Orchideenhaus
Plötzlich wurde ihr heiß, und sie fühlte sich unbehaglich.
»Bitte nicht, Kit«, flüsterte sie. »Das packe ich nicht.«
»Du misstraust mir, stimmt’s? Wegen Annie und dem Baby?«
»Sorry.«
»So was kann nur mir passieren!«, rief Kit aus, stand auf und begann, in dem kleinen Raum auf und ab zu marschieren. »Da empfinde ich nun zum ersten Mal seit Milla wirklich etwas und verderbe es gleich wieder. Entschuldige. Na, was habe ich dir über meinen Hang zum Selbstmitleid erklärt?
Ausreden, nichts als Ausreden. Julia, ich muss dir etwas gestehen … Ich glaube, ich liebe dich. Das wurde mir klar, als ich mich während deiner Krankheit um dich gekümmert habe, ohne dass ich mich innerlich dagegen gesträubt hätte. Zum ersten Mal seit Jahren habe ich in einer solchen Situation nicht Reißaus genommen. Es war ein … erstaunliches Gefühl!«
Julia wollte etwas sagen, doch Kit kam ihr zuvor.

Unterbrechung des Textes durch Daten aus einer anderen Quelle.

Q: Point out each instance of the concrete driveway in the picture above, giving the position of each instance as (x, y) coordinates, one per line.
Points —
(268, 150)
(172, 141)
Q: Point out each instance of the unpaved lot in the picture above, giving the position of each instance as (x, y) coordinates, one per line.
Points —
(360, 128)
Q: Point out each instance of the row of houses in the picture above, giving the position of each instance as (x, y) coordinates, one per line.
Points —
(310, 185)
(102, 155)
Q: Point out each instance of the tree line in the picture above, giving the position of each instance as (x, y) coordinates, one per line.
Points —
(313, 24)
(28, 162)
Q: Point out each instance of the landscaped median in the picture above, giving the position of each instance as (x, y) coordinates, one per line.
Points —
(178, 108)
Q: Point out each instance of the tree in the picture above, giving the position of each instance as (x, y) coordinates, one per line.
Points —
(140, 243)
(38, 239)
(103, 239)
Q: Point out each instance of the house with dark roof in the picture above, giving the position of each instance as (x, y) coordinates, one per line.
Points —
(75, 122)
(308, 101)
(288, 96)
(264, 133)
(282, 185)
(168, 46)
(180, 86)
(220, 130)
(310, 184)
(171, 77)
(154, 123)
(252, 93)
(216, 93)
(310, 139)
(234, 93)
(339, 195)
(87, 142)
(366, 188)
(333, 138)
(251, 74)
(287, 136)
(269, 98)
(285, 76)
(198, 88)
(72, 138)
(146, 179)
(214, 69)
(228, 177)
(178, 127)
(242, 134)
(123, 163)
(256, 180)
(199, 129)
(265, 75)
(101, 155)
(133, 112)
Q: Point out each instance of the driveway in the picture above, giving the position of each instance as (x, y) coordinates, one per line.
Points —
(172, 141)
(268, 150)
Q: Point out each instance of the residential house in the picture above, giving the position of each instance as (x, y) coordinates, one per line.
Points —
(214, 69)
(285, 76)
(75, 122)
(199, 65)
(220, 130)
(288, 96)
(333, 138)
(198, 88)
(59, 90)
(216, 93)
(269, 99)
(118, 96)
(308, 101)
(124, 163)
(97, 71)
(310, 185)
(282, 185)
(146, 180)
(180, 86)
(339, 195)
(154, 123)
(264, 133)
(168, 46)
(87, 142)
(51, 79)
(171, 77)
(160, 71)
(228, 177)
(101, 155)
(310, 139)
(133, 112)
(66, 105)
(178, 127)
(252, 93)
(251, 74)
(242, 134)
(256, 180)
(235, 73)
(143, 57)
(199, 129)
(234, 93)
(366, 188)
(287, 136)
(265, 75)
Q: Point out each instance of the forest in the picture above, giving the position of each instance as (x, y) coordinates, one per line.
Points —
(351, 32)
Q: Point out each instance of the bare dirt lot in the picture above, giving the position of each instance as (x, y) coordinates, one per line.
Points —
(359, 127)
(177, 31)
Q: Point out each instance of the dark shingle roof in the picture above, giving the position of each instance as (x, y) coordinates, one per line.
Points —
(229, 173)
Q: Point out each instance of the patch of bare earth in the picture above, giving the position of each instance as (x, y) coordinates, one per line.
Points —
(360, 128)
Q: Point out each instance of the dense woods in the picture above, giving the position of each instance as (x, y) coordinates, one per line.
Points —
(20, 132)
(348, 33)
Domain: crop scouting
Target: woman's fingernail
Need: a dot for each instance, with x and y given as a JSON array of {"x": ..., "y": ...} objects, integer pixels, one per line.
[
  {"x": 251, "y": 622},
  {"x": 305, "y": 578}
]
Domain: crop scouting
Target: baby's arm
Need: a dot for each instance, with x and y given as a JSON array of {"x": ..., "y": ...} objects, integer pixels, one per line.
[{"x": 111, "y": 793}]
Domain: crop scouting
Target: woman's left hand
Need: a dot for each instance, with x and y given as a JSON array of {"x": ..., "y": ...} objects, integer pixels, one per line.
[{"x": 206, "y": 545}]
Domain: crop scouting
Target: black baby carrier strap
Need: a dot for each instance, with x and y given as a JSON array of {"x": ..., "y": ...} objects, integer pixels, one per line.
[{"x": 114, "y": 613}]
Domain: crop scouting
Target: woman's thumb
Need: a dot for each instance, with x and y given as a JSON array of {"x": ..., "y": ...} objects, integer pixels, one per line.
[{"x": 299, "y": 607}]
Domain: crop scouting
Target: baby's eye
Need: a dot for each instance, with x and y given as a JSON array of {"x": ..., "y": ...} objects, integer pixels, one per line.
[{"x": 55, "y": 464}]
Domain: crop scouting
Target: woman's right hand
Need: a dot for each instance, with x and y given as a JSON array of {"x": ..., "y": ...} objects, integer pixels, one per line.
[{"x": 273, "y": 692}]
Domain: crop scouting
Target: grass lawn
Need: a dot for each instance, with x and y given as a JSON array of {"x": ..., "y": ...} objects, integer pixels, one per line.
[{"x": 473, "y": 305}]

»Natürlich hat Annie es als Erste gemerkt, die Zeichen richtig gedeutet und gegrinst, als ich ständig von dir redete … Und sie hat mich gedrängt, dir meine Gefühle zu gestehen. Ich war der Ansicht, dass du noch nicht so weit bist, aber sie meint, du würdest schon damit zurechtkommen.«
»Ich bin noch nicht bereit, Kit.« Die Worte waren heraus, bevor Julia sie zurückhalten konnte. Julia biss sich auf die Lippe.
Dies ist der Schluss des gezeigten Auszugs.